As the man and the leader in my home my wife needs to know that I am willing to listen. LIstening doesn't mean that I agree with her but at least that I am willing to HEAR her and demonstrate that clearly through my actions. And leader who is not willing to listen is not very inspiring to a follower. Think about that in your own life.

There was a season in our lives when we were fighting all the time about direction in life. We couldn't get pass it. We were at each other's throats. One night I just sat down and let Kim vent. Spill her guts. I could have refuted many of her points because they were "demonstrably false" but that wasn't the point. She just needed me to listen. I did and didn't even voice agreements/disagreements, but simply spoke back to her the things I was hearing her say. "What I am hearing you say is..." and that was all it took. Just a willingness to listen and not have to be defensive or refute. There is a time for that, but your wife will never be open to that sort of thing if she senses that you are not willing to listen.

She doesn't need A+B = C. She already knows that answers. She just needs a guy who will be empathetic and listen. That is servant leadership.

Can my wife be wrong? Absolutely, but again, she is probably not going to be open to me pointing those things out if she gets the sense that I am only concerned about being "right" based on the "facts" and have no concern with how she is feeling or have no concern for being humble enough to listen to her.

One thing that has radically changed our marriage is the about once a month on a date night we go out and I ask my wife what areas she sees in my life that need correction. I ask for it, she gives it with gentleness and then I listen. In this way I lead out with humility and a willingness to listen to her. I sucked at this early on and by no means have arrived but are getting better than I used to be. When I lead out in this way she obviously wants to reciprocate and asks me to do the same for her. This context has greatly deepened our ability to sanctify one another without defensiveness and fighting.

the sife said...

Good points all. I merely assert that if facts are wrong, then they should be discussed. Both sides should be open to contemplating that they've gotten certain facts wrong.

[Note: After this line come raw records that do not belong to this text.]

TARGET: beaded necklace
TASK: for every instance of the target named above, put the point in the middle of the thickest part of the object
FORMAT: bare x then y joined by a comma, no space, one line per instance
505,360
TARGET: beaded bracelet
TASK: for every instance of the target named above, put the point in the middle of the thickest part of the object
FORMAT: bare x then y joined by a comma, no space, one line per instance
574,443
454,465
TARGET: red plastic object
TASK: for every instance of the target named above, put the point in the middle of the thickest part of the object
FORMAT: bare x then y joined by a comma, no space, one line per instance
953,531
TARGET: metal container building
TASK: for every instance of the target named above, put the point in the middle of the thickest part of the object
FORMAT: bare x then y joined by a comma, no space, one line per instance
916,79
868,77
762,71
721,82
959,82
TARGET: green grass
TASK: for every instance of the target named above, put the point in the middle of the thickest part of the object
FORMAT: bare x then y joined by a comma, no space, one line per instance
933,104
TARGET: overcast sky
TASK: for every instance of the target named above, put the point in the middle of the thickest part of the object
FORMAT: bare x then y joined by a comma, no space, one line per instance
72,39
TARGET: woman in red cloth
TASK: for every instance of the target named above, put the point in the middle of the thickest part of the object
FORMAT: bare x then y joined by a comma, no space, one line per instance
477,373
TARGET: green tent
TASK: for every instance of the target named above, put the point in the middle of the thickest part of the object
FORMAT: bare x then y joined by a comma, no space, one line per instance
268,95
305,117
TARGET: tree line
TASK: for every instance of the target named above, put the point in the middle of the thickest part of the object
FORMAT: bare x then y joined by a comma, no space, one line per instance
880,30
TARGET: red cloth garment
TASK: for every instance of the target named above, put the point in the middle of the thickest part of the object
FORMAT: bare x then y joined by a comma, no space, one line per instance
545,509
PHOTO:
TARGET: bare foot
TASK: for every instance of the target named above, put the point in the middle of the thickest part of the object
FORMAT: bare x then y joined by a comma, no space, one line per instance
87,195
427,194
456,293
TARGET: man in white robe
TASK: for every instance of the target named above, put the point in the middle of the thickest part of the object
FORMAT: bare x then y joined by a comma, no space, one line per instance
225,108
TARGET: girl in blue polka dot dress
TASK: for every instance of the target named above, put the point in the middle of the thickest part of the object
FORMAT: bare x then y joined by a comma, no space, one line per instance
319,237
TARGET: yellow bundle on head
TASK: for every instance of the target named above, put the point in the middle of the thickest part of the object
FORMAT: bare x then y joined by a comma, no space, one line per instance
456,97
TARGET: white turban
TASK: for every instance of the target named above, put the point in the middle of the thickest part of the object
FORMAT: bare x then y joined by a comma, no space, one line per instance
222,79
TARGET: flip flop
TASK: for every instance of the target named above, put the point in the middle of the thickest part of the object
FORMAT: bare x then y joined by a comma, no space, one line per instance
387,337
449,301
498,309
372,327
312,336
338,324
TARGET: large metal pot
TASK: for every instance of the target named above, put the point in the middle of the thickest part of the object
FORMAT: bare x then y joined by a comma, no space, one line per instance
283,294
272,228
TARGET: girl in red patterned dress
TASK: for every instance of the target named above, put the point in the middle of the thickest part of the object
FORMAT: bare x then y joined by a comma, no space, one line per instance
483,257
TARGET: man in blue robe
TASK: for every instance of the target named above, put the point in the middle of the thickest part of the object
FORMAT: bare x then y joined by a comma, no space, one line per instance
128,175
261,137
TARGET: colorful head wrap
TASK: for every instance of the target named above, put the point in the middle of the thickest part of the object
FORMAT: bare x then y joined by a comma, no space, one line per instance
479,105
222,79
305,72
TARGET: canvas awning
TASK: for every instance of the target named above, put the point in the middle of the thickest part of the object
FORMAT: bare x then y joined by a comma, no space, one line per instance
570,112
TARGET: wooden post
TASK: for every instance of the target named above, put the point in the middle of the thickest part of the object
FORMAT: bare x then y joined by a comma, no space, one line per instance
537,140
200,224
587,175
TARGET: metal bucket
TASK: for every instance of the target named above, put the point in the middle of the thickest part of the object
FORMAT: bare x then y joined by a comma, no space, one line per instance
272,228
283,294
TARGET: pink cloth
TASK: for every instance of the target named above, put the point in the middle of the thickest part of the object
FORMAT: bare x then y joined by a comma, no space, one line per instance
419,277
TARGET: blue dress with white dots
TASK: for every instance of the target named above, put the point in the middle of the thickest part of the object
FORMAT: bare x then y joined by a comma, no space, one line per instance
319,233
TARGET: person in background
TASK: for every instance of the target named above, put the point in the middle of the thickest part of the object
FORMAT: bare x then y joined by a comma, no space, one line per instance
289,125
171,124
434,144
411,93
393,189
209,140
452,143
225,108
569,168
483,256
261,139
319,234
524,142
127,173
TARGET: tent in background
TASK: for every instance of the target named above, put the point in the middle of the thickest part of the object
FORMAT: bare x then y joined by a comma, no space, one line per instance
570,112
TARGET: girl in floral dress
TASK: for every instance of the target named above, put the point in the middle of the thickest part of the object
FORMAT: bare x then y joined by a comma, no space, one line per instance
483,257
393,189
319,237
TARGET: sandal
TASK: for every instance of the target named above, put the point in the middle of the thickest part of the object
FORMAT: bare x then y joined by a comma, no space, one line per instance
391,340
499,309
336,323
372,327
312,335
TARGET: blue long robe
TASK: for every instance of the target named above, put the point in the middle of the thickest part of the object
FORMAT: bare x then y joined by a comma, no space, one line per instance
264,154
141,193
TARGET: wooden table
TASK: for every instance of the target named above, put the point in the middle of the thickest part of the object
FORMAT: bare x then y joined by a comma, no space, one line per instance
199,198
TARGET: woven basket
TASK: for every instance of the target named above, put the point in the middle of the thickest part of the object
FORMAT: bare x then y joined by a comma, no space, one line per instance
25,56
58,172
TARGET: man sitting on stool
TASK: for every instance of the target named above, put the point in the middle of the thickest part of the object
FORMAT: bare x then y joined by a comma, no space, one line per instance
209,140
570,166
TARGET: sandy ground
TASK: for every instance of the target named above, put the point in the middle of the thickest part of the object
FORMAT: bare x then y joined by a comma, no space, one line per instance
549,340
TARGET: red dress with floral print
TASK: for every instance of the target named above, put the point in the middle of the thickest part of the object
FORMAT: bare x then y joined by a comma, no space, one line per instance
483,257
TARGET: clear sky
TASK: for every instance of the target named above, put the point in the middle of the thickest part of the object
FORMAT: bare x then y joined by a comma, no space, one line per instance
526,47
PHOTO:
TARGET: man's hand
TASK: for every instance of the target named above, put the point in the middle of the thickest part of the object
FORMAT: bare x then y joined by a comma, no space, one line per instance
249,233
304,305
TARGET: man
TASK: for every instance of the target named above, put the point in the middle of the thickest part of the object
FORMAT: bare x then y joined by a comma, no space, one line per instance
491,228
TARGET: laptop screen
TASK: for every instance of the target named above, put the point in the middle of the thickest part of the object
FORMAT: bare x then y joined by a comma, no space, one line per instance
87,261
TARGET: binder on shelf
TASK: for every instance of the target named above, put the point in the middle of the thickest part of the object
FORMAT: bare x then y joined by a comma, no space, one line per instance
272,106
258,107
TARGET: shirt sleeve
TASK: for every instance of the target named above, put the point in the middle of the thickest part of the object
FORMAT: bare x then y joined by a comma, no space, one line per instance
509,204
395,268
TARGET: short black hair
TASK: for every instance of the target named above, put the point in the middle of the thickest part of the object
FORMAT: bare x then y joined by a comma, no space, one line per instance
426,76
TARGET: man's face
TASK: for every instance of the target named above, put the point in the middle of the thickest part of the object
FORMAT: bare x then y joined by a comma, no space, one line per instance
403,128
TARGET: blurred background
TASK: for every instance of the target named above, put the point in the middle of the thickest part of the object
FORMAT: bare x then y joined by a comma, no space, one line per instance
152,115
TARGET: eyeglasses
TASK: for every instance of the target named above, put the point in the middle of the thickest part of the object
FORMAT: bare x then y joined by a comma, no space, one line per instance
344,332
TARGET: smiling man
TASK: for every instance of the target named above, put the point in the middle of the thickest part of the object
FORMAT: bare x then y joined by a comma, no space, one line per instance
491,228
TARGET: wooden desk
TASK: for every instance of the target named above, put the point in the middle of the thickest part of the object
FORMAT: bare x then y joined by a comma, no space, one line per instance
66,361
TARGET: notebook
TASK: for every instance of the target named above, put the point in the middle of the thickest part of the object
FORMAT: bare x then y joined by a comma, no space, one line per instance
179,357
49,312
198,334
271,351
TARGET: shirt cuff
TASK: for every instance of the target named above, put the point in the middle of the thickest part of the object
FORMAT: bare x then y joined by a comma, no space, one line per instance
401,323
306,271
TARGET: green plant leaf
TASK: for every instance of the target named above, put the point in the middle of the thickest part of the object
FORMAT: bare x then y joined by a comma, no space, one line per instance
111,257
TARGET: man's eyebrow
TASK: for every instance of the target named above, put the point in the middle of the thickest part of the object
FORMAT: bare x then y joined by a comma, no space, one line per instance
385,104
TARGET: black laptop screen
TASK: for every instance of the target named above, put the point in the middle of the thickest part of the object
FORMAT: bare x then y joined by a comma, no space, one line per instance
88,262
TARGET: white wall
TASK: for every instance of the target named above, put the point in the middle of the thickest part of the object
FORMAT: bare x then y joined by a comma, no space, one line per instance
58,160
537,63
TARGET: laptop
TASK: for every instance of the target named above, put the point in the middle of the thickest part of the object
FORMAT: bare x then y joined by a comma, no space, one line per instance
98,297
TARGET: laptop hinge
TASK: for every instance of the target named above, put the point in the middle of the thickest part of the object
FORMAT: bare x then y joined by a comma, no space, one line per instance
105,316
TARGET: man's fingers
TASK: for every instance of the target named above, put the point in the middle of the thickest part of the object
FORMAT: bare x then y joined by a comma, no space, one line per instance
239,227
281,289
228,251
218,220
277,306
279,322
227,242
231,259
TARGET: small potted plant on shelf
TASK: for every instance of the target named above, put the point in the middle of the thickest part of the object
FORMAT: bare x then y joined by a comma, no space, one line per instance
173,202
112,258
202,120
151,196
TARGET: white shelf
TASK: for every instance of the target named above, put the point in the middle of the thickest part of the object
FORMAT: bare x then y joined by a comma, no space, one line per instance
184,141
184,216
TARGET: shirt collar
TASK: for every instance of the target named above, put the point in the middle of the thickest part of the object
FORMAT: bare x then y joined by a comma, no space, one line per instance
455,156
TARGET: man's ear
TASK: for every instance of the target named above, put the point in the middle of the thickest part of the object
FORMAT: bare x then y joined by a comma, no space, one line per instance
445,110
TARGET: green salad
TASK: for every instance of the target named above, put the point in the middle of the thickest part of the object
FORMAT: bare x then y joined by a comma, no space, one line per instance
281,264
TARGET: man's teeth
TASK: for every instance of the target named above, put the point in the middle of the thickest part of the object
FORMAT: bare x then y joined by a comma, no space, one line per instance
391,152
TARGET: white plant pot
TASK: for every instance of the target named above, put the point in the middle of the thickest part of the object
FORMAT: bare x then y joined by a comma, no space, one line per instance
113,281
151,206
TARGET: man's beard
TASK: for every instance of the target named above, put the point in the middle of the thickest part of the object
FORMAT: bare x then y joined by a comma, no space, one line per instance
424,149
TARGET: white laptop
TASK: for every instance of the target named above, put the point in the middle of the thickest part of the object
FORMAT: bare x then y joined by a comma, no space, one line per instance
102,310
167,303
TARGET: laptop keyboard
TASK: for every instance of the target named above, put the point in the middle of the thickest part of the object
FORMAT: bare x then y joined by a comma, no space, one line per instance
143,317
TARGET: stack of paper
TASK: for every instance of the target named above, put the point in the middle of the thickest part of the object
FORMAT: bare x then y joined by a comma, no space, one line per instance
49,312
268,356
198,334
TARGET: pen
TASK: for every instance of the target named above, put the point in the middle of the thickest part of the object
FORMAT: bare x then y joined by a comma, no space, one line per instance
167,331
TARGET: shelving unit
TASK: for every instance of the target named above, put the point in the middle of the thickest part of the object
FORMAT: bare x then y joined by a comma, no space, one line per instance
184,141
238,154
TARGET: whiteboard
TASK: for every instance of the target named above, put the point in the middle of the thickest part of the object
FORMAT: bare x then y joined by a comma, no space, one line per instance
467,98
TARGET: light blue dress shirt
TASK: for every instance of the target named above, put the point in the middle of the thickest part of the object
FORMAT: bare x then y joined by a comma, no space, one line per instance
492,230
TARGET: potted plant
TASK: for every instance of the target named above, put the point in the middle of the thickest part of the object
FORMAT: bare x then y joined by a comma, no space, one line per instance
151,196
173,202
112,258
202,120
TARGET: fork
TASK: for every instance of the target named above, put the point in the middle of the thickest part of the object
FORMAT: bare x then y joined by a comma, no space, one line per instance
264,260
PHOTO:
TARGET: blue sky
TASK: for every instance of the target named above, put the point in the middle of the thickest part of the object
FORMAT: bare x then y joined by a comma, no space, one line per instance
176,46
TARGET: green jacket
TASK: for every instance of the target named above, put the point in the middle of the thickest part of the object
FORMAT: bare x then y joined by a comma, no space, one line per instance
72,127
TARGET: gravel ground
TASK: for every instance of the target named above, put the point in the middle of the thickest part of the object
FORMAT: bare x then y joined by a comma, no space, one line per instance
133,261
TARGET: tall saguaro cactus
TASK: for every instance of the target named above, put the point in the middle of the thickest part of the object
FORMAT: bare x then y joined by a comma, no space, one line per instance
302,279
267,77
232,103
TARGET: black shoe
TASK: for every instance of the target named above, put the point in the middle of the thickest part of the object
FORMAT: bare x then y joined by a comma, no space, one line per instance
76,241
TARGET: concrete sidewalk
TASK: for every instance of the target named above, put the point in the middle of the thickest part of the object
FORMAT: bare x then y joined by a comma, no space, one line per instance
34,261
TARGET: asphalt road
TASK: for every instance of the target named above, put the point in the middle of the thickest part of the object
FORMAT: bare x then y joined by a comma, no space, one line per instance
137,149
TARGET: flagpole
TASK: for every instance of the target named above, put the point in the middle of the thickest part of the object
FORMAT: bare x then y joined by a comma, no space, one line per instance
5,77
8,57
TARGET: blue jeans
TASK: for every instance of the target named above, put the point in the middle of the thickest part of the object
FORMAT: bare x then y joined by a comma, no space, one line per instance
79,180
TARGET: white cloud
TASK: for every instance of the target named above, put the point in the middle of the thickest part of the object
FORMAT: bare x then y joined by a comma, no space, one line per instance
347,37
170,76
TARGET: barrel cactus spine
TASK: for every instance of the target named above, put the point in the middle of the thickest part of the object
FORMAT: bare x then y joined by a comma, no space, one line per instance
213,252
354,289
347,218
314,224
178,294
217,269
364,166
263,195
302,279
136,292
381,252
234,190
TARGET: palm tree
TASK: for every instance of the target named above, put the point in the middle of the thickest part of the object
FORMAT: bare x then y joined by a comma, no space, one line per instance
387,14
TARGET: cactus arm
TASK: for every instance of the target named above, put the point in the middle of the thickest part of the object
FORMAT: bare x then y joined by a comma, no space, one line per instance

I'm just not certain that it's positive or healthy (long term) to treat demonstrably false facts as if they're true. It might buy temporary peace (and it does), but it sets up a situation where feelings trump facts, and they shouldn't (by either party).

In the original example, if the facts are that he husband had really been there all week, but she was accusing him of not being there, I don't think it helps anyone (again, long term) for him to say "okay, she's wrong on this, but I'm going to let her be wrong on this simply so I can buy peace in the home". Both sides let feelings and emotion overcome facts too often, and that's bad in my view.

You're exactly right about objectivity though. That's why both sides should try to discuss facts first before dealing with feelings derived from those facts.

I think the gray area is interpretation of what happened, and in that respect, you're exactly right that both can have dramatically different views of the same set of facts.

Good discussion and I agree with you about much of that.